■ なぜ、債権を放棄するのか?
債権者が債務者に対して債務を免除する意思表示をしたときは、その債権は消滅します。
債権を放棄するなんてもったいないと思うかもしれませんが、例えば、取引先や子会社の財務内容を改善し倒産を防止する目的で債権を放棄したり、
回収できない不良債権を持っていても税金までかかってしまう(資産として計上され、課税の対象となる)ので、税務上の対策(貸倒処理、損金参入)として債権を放棄する場合というのがあるのです。
【参考】 民法上の法律用語は「免除」ですが、一般的には「債権放棄」と呼ばれています。
■ 債権放棄 (債務免除) の通知とは
債権放棄(債務免除)は、債権者の一方的な意思表示で効力を生じ、債務者の承諾は必要ありません。
その意思表示は口頭でも普通の手紙でも良いのですが、税務申告上の証拠として残すためには(税務署に損金処理を否認されないためには)必ず内容証明郵便にすべきなのです。

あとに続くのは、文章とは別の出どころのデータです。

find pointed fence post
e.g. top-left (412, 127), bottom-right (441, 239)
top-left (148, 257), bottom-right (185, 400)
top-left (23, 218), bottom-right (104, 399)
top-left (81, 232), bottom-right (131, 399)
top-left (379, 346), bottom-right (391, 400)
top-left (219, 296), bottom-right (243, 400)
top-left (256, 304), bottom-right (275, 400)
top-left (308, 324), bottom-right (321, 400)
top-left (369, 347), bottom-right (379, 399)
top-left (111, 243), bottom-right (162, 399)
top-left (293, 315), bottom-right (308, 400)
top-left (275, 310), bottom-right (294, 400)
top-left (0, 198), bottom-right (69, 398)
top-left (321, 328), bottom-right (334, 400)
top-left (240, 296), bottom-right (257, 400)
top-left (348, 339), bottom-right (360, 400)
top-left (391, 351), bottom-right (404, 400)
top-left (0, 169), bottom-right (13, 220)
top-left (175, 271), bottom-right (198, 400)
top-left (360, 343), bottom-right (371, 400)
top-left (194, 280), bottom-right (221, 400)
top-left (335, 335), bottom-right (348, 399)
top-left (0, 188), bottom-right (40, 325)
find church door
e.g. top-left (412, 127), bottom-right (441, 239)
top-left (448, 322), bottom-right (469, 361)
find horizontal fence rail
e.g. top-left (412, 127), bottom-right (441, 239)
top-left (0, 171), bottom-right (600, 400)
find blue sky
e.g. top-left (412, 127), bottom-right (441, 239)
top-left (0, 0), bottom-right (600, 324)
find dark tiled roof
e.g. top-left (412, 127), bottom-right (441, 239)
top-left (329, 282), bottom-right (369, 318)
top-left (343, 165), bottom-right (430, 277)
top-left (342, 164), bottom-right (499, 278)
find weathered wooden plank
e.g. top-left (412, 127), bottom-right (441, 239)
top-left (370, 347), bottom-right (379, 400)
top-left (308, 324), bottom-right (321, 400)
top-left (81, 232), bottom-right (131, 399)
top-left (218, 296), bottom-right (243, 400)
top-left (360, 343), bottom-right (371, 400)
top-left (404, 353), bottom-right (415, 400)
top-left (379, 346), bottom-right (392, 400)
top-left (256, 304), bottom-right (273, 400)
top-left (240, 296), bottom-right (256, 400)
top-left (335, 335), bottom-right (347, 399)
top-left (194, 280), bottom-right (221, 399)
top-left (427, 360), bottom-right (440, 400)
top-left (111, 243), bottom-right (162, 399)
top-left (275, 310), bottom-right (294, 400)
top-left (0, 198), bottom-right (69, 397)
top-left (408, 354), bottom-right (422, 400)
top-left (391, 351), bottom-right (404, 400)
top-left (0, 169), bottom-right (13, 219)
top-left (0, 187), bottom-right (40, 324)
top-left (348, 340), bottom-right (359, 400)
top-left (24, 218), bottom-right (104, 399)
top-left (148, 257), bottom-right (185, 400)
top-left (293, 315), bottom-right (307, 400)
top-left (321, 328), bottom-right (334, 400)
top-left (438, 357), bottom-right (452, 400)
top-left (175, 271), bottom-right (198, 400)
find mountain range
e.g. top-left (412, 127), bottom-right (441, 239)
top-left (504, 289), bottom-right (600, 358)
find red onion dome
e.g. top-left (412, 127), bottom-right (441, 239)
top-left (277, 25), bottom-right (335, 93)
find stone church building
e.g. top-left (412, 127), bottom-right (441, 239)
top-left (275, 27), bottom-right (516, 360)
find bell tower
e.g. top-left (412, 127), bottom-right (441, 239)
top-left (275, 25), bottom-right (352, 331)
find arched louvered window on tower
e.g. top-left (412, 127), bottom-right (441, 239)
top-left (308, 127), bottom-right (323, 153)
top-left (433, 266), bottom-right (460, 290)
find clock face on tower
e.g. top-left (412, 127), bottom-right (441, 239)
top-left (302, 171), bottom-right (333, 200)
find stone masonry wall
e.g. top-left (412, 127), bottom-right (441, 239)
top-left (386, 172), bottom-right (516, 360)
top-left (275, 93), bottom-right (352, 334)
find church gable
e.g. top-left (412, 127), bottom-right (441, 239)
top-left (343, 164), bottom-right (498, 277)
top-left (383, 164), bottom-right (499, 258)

法人税基本通達においても債務免除(債権放棄)は書面によることを要求しています。
法人の有する金銭債権について、「債務者の債務超過の状態が相当期間継続し、その金銭債権の弁済を受けることができないと認められる場合において、
その債務者に対し書面により明らかにされた債務免除額」は、その明らかにされた日の属する事業年度において貸倒れとして損金の額に算入する。
(法人税基本通達9-6-1(4)) |
なお、「書面」に関する国税庁の見解は次の通りです。
債務者に対する債務免除の事実は書面により明らかにされていれば足ります。この場合、必ずしも公正証書等の公証力のある書面によることを要しませんが、
書面の交付の事実を明らかにするためには、債務者から受領書を受け取るか、内容証明郵便等により交付することが望ましいと考えられます。
(国税庁のホームページより引用) |
ところで、金銭債権の弁済を受けることができる(債権回収が可能)にもかかわらず債務免除を行い、債務者に対して実質的な利益供与を図ったと認められるような場合には、寄付金の扱いとなり、その免除額は税務上貸倒損失には当たらないことになります。
債権放棄が損金として認められるか否か、そもそも債権放棄が必要なのか否かは、税務署・会計士・税理士に相談することをお勧めします。